(179f) Vapor Liquid Equilibrium of Phenylacetylcarbinol | AIChE

(179f) Vapor Liquid Equilibrium of Phenylacetylcarbinol


Madakashira, H. - Presenter, Indian Institute of Technology Bombay
Adhikari, J., Indian Institute of Technology, Bombay.
K, Y. R., Indian Institute of Chemical Technology

R-Phenylacetylcarbinol (PAC), a chiral precursor, is an active pharmaceutical ingredient in manufacturing of various drugs such as ephedrine, adrenaline, etc. It is currently produced by means of biotransformation of benzaldehyde and pyruvate through whole cell fermentation using baker's yeast.1 To achieve a better partitioning of PAC from aqueous to organic phase in the final step of the production process, it is important to know the physical and thermodynamic properties such as density, vapor pressure, boiling point, critical temperature, critical pressure, heat of vaporization, etc.
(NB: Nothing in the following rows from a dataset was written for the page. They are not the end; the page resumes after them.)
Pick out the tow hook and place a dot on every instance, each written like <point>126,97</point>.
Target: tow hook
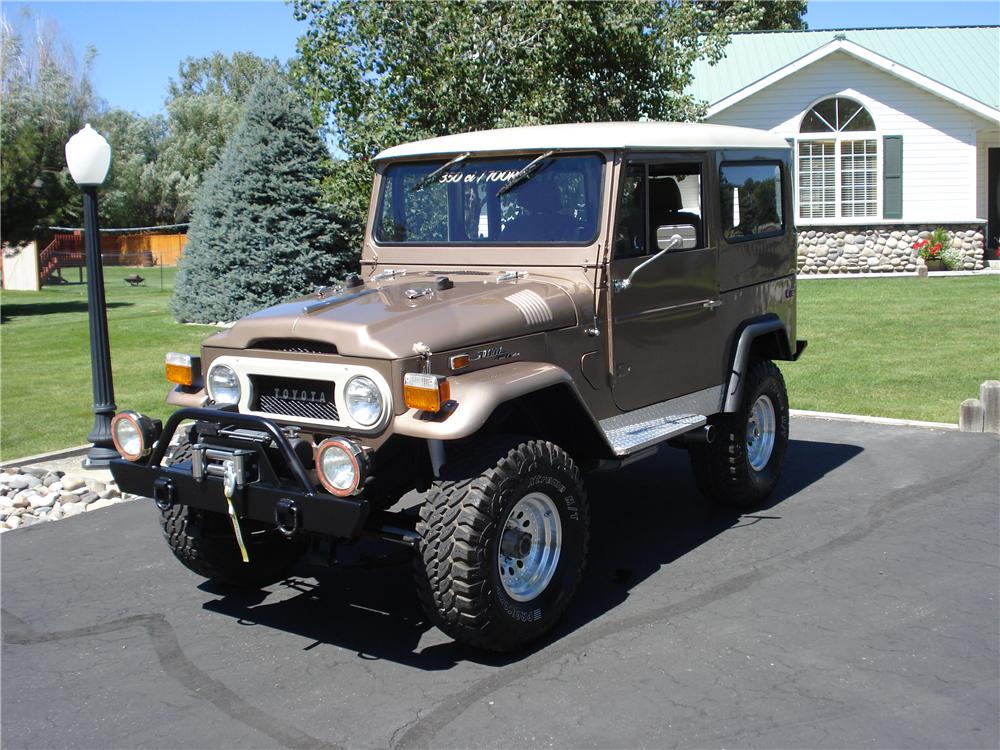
<point>286,516</point>
<point>163,493</point>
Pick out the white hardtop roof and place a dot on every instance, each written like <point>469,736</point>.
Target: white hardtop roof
<point>592,135</point>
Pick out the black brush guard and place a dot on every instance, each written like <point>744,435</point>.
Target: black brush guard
<point>290,504</point>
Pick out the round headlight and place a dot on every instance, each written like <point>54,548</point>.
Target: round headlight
<point>133,435</point>
<point>340,464</point>
<point>364,402</point>
<point>223,385</point>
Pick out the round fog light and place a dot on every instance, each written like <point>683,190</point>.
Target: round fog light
<point>341,466</point>
<point>133,435</point>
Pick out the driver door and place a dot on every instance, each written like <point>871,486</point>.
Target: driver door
<point>666,337</point>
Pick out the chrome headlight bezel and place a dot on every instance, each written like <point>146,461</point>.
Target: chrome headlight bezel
<point>351,457</point>
<point>365,420</point>
<point>223,384</point>
<point>134,434</point>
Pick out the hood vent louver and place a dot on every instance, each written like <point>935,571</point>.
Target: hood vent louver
<point>294,346</point>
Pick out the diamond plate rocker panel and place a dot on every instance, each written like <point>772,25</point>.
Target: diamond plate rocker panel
<point>653,424</point>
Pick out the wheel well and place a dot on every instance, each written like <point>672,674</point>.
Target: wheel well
<point>771,345</point>
<point>556,414</point>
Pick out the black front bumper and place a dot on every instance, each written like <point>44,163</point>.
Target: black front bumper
<point>279,480</point>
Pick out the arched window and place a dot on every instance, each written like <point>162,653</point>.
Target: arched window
<point>837,163</point>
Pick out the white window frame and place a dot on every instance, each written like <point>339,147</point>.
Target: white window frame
<point>837,138</point>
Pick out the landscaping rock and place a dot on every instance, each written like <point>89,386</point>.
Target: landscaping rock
<point>18,482</point>
<point>71,483</point>
<point>88,497</point>
<point>43,501</point>
<point>98,504</point>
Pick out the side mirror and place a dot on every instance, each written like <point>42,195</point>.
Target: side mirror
<point>681,236</point>
<point>665,237</point>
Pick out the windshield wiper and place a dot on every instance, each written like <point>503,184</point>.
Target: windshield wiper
<point>525,173</point>
<point>428,179</point>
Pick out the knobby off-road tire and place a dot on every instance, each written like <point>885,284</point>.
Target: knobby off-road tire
<point>205,543</point>
<point>743,465</point>
<point>486,570</point>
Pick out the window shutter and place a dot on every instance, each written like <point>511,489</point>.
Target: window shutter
<point>892,177</point>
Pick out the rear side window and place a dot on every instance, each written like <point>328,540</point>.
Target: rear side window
<point>750,200</point>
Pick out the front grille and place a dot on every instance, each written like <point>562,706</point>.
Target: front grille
<point>311,399</point>
<point>295,346</point>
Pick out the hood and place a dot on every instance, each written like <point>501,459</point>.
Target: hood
<point>385,319</point>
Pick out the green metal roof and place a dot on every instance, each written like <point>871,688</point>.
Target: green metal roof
<point>966,59</point>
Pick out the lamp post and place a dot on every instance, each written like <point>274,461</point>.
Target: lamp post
<point>89,157</point>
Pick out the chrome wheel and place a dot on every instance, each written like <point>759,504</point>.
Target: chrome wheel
<point>531,539</point>
<point>760,433</point>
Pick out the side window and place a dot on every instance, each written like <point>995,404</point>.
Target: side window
<point>675,198</point>
<point>656,195</point>
<point>630,230</point>
<point>750,200</point>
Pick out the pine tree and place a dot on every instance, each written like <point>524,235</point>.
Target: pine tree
<point>259,233</point>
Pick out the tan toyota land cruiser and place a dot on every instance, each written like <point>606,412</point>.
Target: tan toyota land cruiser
<point>534,303</point>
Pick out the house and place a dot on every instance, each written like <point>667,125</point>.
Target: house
<point>895,132</point>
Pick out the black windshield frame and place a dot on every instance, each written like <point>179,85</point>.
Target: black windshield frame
<point>589,168</point>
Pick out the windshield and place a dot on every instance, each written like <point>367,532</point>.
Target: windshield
<point>556,202</point>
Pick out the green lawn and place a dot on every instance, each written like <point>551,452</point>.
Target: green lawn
<point>911,348</point>
<point>45,388</point>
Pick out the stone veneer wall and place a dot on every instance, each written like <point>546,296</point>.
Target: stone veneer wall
<point>882,248</point>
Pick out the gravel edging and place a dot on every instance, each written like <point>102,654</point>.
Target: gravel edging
<point>33,494</point>
<point>838,417</point>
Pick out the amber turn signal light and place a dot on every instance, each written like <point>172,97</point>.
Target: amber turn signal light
<point>425,392</point>
<point>180,368</point>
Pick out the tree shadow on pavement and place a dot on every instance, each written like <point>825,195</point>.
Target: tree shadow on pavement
<point>642,519</point>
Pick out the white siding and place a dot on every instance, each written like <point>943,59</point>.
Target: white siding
<point>986,139</point>
<point>939,138</point>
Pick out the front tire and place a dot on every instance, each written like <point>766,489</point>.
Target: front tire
<point>205,543</point>
<point>742,467</point>
<point>503,540</point>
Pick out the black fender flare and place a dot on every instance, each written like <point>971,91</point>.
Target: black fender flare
<point>751,332</point>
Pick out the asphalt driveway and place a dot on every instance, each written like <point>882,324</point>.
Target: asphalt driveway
<point>861,609</point>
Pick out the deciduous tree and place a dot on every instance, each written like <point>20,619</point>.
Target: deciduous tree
<point>45,97</point>
<point>204,104</point>
<point>259,233</point>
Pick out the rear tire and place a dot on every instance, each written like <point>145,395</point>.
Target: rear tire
<point>743,465</point>
<point>503,540</point>
<point>205,543</point>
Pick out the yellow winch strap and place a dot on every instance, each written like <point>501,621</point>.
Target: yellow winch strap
<point>235,522</point>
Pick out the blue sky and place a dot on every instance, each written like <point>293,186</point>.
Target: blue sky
<point>140,44</point>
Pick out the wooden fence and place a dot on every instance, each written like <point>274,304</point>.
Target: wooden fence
<point>142,249</point>
<point>146,250</point>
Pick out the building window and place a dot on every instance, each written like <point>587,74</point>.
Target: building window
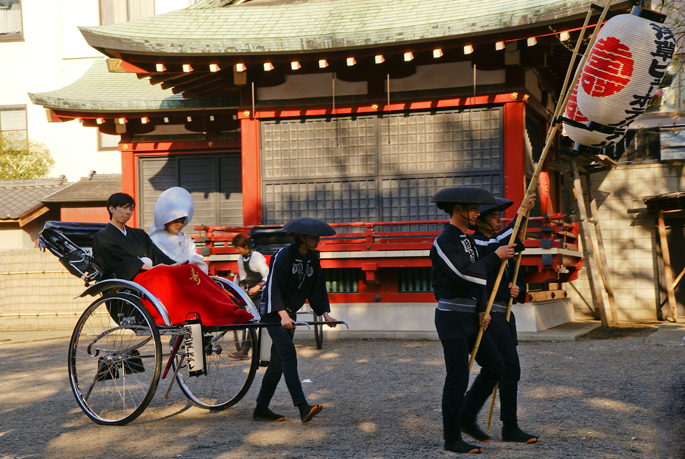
<point>13,123</point>
<point>116,11</point>
<point>10,20</point>
<point>107,142</point>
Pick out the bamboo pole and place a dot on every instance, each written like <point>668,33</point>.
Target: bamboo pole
<point>561,107</point>
<point>524,230</point>
<point>668,272</point>
<point>602,259</point>
<point>677,280</point>
<point>589,259</point>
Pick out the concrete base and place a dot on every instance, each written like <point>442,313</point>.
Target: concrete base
<point>535,317</point>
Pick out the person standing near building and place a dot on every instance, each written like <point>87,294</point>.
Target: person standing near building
<point>459,277</point>
<point>252,272</point>
<point>295,277</point>
<point>489,236</point>
<point>252,268</point>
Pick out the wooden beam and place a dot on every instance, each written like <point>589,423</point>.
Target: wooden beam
<point>196,84</point>
<point>29,218</point>
<point>185,79</point>
<point>589,260</point>
<point>197,91</point>
<point>162,77</point>
<point>668,272</point>
<point>603,265</point>
<point>677,280</point>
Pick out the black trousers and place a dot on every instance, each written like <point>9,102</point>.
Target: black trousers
<point>457,379</point>
<point>503,335</point>
<point>283,362</point>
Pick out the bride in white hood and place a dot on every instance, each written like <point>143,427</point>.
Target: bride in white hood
<point>173,211</point>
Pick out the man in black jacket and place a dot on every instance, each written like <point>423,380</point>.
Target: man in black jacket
<point>123,251</point>
<point>459,277</point>
<point>295,276</point>
<point>489,236</point>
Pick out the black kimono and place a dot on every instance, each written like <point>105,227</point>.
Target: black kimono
<point>293,279</point>
<point>503,333</point>
<point>120,255</point>
<point>459,283</point>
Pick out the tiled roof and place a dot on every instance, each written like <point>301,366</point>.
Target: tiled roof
<point>19,198</point>
<point>100,90</point>
<point>94,188</point>
<point>283,26</point>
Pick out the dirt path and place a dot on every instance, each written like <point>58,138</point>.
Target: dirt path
<point>586,399</point>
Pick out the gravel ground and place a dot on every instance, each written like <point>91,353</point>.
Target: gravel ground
<point>586,399</point>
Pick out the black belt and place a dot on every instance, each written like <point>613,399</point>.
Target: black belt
<point>457,304</point>
<point>500,306</point>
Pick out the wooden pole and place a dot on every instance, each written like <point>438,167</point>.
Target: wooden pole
<point>666,255</point>
<point>589,260</point>
<point>561,107</point>
<point>677,279</point>
<point>524,230</point>
<point>603,265</point>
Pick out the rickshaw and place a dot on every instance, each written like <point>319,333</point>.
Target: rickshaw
<point>118,354</point>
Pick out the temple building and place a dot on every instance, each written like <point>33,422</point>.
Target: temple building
<point>354,112</point>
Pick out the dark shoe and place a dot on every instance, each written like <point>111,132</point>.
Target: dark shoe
<point>512,433</point>
<point>471,429</point>
<point>462,447</point>
<point>263,413</point>
<point>307,411</point>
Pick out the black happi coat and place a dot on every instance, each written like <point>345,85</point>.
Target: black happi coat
<point>459,272</point>
<point>119,255</point>
<point>487,245</point>
<point>294,279</point>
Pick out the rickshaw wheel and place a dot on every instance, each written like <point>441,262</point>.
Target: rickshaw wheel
<point>115,359</point>
<point>226,379</point>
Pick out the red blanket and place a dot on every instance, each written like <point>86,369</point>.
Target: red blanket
<point>184,289</point>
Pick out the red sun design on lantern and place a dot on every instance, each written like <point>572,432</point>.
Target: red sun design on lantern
<point>608,68</point>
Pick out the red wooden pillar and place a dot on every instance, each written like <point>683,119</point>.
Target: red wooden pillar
<point>129,174</point>
<point>514,154</point>
<point>251,173</point>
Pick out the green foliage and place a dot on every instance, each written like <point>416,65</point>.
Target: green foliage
<point>23,160</point>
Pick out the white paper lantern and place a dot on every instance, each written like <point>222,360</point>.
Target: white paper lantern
<point>588,138</point>
<point>625,67</point>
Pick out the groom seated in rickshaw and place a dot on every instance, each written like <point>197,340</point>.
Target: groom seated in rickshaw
<point>129,253</point>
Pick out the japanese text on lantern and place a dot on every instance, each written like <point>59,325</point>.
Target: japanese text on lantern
<point>608,68</point>
<point>665,46</point>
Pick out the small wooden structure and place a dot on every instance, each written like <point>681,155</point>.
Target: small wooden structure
<point>669,204</point>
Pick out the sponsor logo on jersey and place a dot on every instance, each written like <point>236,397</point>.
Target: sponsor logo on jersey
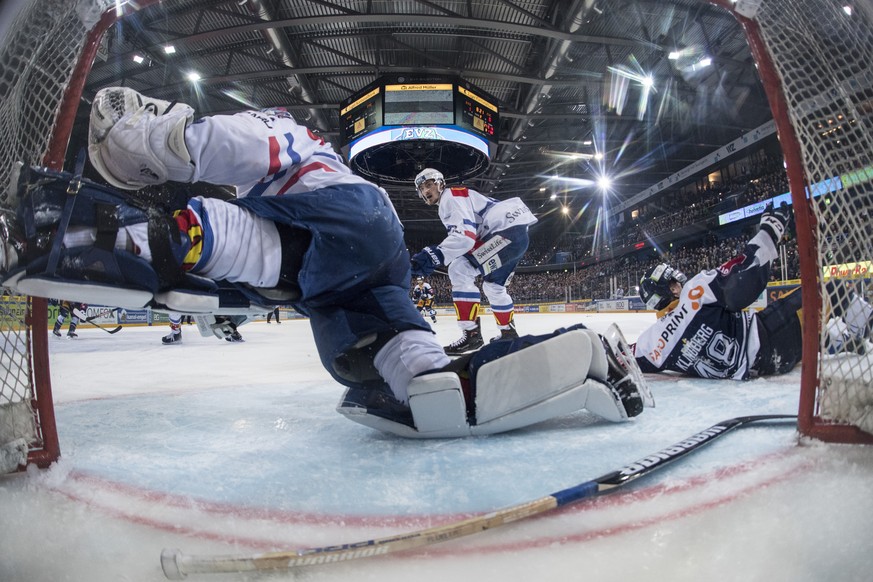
<point>490,248</point>
<point>674,321</point>
<point>516,214</point>
<point>726,268</point>
<point>693,346</point>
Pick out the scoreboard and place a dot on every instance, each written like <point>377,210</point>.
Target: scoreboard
<point>442,103</point>
<point>361,115</point>
<point>477,113</point>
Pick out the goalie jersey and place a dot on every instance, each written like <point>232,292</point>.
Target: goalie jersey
<point>707,334</point>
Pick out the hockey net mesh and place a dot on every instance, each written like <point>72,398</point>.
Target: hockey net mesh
<point>40,50</point>
<point>822,51</point>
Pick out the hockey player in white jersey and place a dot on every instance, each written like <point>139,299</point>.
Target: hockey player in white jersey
<point>486,237</point>
<point>305,232</point>
<point>703,330</point>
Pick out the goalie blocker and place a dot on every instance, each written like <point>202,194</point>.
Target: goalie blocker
<point>72,239</point>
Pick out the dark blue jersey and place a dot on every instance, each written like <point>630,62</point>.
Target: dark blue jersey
<point>708,334</point>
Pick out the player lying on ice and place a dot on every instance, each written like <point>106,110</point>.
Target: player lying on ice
<point>304,232</point>
<point>703,330</point>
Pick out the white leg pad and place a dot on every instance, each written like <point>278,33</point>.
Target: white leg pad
<point>437,404</point>
<point>599,368</point>
<point>532,375</point>
<point>82,292</point>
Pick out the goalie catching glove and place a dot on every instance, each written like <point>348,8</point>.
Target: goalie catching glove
<point>426,261</point>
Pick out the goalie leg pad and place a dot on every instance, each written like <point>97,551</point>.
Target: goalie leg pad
<point>94,268</point>
<point>532,375</point>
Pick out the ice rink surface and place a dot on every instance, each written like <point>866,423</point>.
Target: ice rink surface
<point>219,448</point>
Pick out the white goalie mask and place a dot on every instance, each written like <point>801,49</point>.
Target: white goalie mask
<point>429,174</point>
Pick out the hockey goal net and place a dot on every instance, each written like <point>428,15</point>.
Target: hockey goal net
<point>815,59</point>
<point>46,48</point>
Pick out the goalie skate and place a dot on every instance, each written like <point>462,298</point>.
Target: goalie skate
<point>624,372</point>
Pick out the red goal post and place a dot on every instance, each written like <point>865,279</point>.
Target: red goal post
<point>814,60</point>
<point>46,50</point>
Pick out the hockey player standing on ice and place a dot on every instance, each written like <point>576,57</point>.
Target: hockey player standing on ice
<point>274,313</point>
<point>702,328</point>
<point>304,226</point>
<point>486,237</point>
<point>422,295</point>
<point>72,310</point>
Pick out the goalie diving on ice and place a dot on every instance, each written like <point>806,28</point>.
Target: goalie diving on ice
<point>304,232</point>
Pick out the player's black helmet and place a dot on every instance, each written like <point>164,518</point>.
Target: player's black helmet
<point>655,285</point>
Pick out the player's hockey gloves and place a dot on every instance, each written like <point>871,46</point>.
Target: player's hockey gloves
<point>51,203</point>
<point>774,221</point>
<point>425,262</point>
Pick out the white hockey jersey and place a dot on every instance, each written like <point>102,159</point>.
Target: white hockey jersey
<point>471,218</point>
<point>707,334</point>
<point>290,157</point>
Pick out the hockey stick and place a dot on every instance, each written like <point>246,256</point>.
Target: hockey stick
<point>90,321</point>
<point>177,565</point>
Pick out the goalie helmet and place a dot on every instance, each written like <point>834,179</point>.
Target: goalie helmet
<point>655,286</point>
<point>429,174</point>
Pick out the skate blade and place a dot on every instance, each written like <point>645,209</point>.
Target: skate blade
<point>625,355</point>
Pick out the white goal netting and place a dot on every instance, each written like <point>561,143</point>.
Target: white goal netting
<point>40,48</point>
<point>822,53</point>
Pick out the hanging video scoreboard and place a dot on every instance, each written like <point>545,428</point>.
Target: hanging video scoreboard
<point>441,103</point>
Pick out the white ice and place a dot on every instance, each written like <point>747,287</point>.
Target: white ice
<point>219,448</point>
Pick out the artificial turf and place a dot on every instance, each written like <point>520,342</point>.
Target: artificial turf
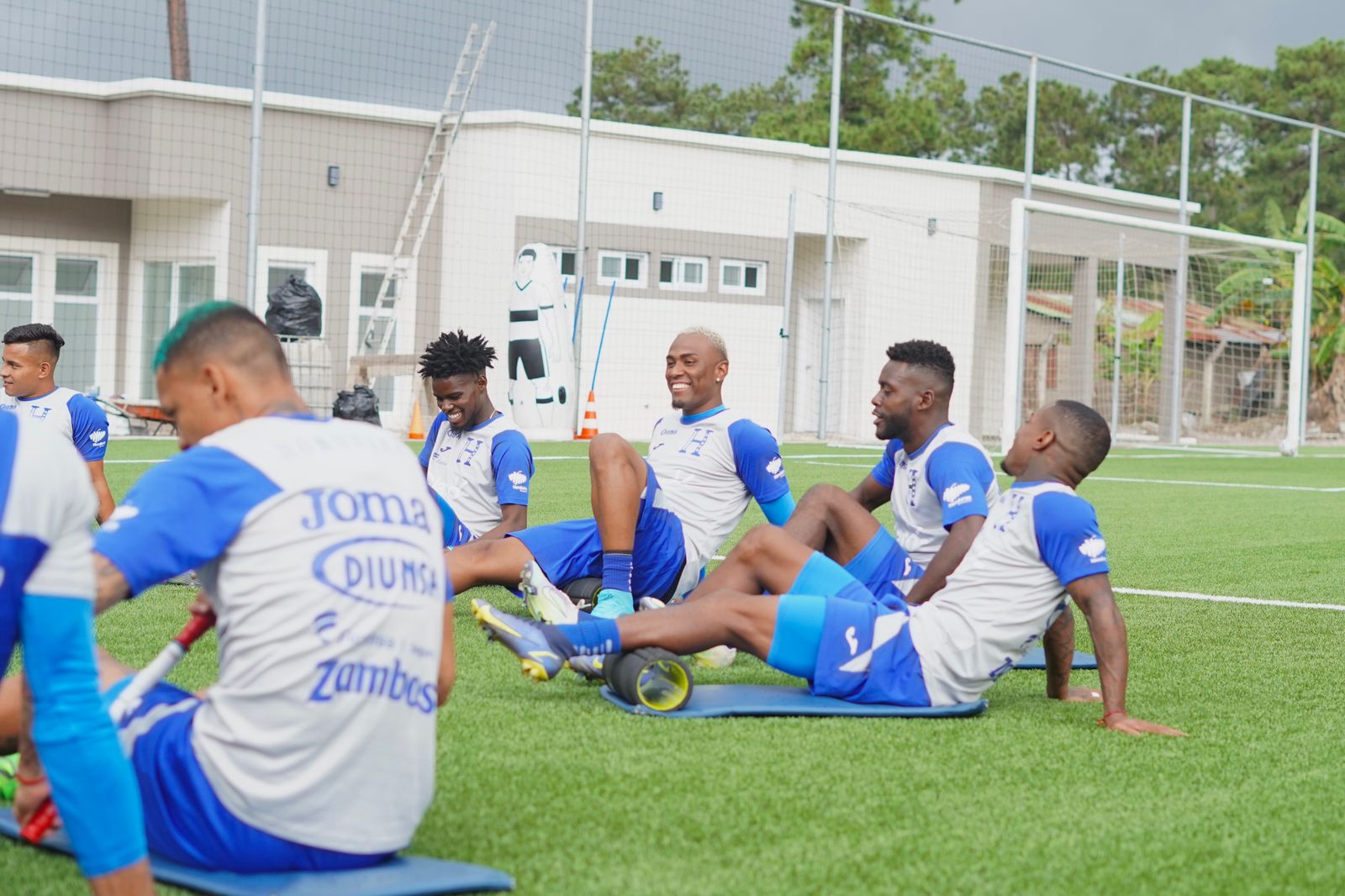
<point>571,795</point>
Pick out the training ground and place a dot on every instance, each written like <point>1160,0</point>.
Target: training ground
<point>569,795</point>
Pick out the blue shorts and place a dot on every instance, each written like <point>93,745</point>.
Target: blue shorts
<point>185,820</point>
<point>884,567</point>
<point>864,653</point>
<point>572,549</point>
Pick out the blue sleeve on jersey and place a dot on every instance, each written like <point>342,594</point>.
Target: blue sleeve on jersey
<point>511,461</point>
<point>959,477</point>
<point>777,512</point>
<point>87,427</point>
<point>181,514</point>
<point>91,777</point>
<point>1068,537</point>
<point>885,472</point>
<point>430,437</point>
<point>757,456</point>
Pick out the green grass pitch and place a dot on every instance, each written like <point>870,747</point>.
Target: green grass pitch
<point>571,795</point>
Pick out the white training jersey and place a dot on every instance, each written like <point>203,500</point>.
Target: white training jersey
<point>709,467</point>
<point>1008,589</point>
<point>74,414</point>
<point>943,481</point>
<point>477,470</point>
<point>46,503</point>
<point>320,548</point>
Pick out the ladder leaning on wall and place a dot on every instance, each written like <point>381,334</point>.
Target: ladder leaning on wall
<point>374,360</point>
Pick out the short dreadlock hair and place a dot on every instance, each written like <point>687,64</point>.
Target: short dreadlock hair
<point>455,353</point>
<point>921,353</point>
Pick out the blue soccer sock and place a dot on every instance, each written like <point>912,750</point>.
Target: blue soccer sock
<point>616,571</point>
<point>592,635</point>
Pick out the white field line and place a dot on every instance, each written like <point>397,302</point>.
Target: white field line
<point>1226,599</point>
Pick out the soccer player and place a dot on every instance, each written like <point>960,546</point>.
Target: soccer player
<point>936,475</point>
<point>1040,548</point>
<point>657,521</point>
<point>474,459</point>
<point>46,596</point>
<point>31,353</point>
<point>322,551</point>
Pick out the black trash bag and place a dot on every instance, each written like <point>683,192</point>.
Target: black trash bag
<point>360,403</point>
<point>295,308</point>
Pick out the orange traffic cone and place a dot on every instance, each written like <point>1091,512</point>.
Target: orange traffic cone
<point>589,428</point>
<point>417,428</point>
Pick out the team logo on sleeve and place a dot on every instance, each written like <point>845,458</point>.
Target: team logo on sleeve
<point>1095,549</point>
<point>957,494</point>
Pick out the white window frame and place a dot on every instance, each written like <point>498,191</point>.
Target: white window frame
<point>625,256</point>
<point>45,253</point>
<point>404,313</point>
<point>679,262</point>
<point>314,261</point>
<point>134,331</point>
<point>743,266</point>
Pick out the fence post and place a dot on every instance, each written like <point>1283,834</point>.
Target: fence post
<point>829,260</point>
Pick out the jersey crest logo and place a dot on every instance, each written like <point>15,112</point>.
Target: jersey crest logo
<point>1094,549</point>
<point>957,494</point>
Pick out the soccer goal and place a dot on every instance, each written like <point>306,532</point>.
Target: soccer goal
<point>1172,333</point>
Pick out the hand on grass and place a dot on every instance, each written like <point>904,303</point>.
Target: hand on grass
<point>1131,725</point>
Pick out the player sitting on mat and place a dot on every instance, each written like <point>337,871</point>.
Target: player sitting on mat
<point>322,551</point>
<point>1039,548</point>
<point>938,478</point>
<point>46,595</point>
<point>477,461</point>
<point>657,521</point>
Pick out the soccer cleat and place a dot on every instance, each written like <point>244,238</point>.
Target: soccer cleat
<point>545,600</point>
<point>719,656</point>
<point>521,636</point>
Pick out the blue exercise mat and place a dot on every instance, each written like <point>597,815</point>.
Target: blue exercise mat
<point>1036,658</point>
<point>403,876</point>
<point>710,701</point>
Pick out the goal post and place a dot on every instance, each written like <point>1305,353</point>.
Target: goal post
<point>1096,313</point>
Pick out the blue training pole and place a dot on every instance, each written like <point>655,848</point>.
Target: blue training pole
<point>603,336</point>
<point>578,302</point>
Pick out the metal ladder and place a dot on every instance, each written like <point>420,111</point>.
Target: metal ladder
<point>430,183</point>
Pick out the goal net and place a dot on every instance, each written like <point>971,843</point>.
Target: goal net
<point>1174,334</point>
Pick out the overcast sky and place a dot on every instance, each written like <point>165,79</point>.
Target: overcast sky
<point>403,51</point>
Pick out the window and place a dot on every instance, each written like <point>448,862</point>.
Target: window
<point>171,289</point>
<point>746,277</point>
<point>622,268</point>
<point>678,272</point>
<point>565,261</point>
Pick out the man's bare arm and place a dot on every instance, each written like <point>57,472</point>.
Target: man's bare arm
<point>1098,603</point>
<point>109,584</point>
<point>871,494</point>
<point>955,546</point>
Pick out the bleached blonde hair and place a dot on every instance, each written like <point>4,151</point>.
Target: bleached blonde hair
<point>710,335</point>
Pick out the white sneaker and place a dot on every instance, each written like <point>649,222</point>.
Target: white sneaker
<point>545,600</point>
<point>719,656</point>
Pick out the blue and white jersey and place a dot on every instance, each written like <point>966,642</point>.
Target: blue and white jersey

As the only experimental data point available for PAC in literature2 is the normal boiling point, we report the physical and thermodynamic properties as predicted through structure property correlations and molecular simulations. This is the first step towards predicting properties of solutions of PAC with other compounds present in the reactor. 

Qualitative structure property correlations facilitate the prediction of physical properties from the structure of a molecule. A group contribution based Marrero-Gani (MG) method3 has been employed to determine the boiling point and the critical properties of PAC. The normal boiling point obtained from MG method was around 75 K higher than the experimentally reported value of 479 K. Further, by making use of the predicted critical property data, the vapor liquid equilibrium has been determined using various equations of state4 such as, Soave-Redlich-Kwong, Peng-Robinson, and volume translated Peng-Robinson.

Molecular simulations give a quantitative insight on various physical and thermodynamic properties within the limitations of the forcefield and its parameters. Constant volume Gibbs ensemble Monte Carlo (GEMC-NVT) simulations have been performed using MCCCS towhee package5 in a temperature range of 350 K to 600 K, to determine  pure component VLE and critical point of PAC.The transferable potentials for phase equilibria -united atom (TraPPE-UA) forcefield6 developed by the Siepmann's group has been employed in the current study.The missing torsional profiles of various groups were obtained from density functional theory analysis at the B3PW91/6-31++G(d,p) level of theory using Gaussian03 package7. The boiling point predicted was determined to be 510 K, which lies between the prediction of the MG method and that reported from experiment. The VLE from GEMC-NVT is compared with the equation of state approach. The liquid and vapor densities at coexistence and the critical point data from both the methods are found to be in good agreement. The properties predicted include liquid and vapor coexistence densities, enthalpy of vaporization, saturation pressure, boiling point and critical properties. 


1.           Rosche, B., Sandford, V., Breuer, M., Hauer, B. & Rogers, P. L. Enhanced production of R-phenylacetylcarbinol (R-PAC) through enzymatic biotransformation. Journal of Molecular Catalysis B: Enzymatic 19-20, 109–115 (2002).

2.           Chapman & Hall. Dictionary of organic compounds. 6th edition, CRC press: New York, (1995).

3.           Marrero, J. & Gani, R. Group-contribution based estimation of pure component properties. Science 184, 183–208 (2001).

4.           Schmid, B. & Gmehling, J. From van der Waals to VTPR: The systematic improvement of the van der Waals equation of state. The Journal of Supercritical Fluids 55, 438–447 (2010).

5.           MCCCS Towhee. Available at: http://towhee.sourceforge.net.

6.           Keasler, S. J., Charan, S. M., Wick, C. D., Economou, I. G. & Siepmann, J. I. Transferable Potentials for Phase Equilibria − United Atom Description of Five- and Six-Membered Cyclic Alkanes and Ethers. The Journal of Physical Chemistry B 116, 11234-11246  (2012).